THE STRUGGLE FOR THE WORLD, James Burnham. The John Day Company. 248 pp. $3.00.

Americans have shown a willingness to take most of their information about communism and Russia from a curious and shameless lot of renegades. Krebs ("Valtin"), Kravehenko, and Budenz have followed each other, in renouncing the cause loudly in the tencent press. But it seems strange that a mere turnabout should qualify these men as respected experts; if, before, they were conspiratorial and totalitarian minded enemies of America and democracy, why are they now suddenly eligible for cocktail parties and the better publishing houses?

Burnham, the ex-Communist, ex-Trotskyite professor who has recently been canonized by Time-Life, is a shrewder, slicker model of this type (top of his Princeton class, always a sharp dresser); his book is smart, superficially cogent, and therefore the more dangerous. His thesis is that the time is ripe for world empire by one power, and that the inescapable conflict is between Russia and the United States. Borrowing handfuls from historian Arnold Teynbee's arbitrary classification of civilizations (what are the criteria for a civilization?), Burnham sees America as the saviour of Western Civilization from the dynamic surge of communism, which he describes in a lurid Budenz-like chapter.
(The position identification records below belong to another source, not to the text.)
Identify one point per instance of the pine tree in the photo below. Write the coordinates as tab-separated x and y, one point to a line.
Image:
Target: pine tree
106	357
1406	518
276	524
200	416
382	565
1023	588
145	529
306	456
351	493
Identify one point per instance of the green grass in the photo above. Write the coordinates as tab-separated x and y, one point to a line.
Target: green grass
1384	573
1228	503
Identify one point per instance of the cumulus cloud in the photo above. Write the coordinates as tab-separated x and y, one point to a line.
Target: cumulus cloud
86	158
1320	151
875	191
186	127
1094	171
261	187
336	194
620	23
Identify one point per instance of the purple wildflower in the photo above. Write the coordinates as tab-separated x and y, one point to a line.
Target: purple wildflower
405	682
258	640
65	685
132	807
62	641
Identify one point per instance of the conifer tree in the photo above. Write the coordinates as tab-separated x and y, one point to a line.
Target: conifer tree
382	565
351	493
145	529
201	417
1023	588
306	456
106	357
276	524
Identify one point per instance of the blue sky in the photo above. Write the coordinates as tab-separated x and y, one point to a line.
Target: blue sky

Most of it is appallingly--untrue. Burnham cries that we must first reach out to stop communism everywhere, supporting against it Chiang, France, a strong Germany. We should abandon all attempts to "get along" in the UN, make unilateral decisions and implement them with force. Next, we should take the offensive, drawing first Latin America and then other nations into our new "World Empire," suppressing communism as we go. At home, Burnham would have us illegalize the Communist Party and crush all its "fronts;" his black and white approach leads him to lump the Federation of Atomic Scientists with "The New Masses" in this category. Communism, he trusts, will die for good when once it is suppressed.

The holes in all this need not be pointed out, Burnham, who numbers an interest in the Machiavellians among his fads, in no mean "realist" himself, flluging "sentimental" and "irrelevant" at all reasoning but his own. On his own terms, then, by passing all the powerful "unrealistic" arguments with his policy, we can find a weakness in his plan that makes his whole book little better than a syllogistic tour de force: he believes the American Empire must build absolutely on monopoly control of atomic weapons by this country. Wishfully, he disregards or brands as communist rumors all statements by scientists that the Soviet has or can soon have similar weapons. This refusal to admit a fact invalidates his whole policy. Even on Burnham's amoral grounds, his plan is only a tragic joke.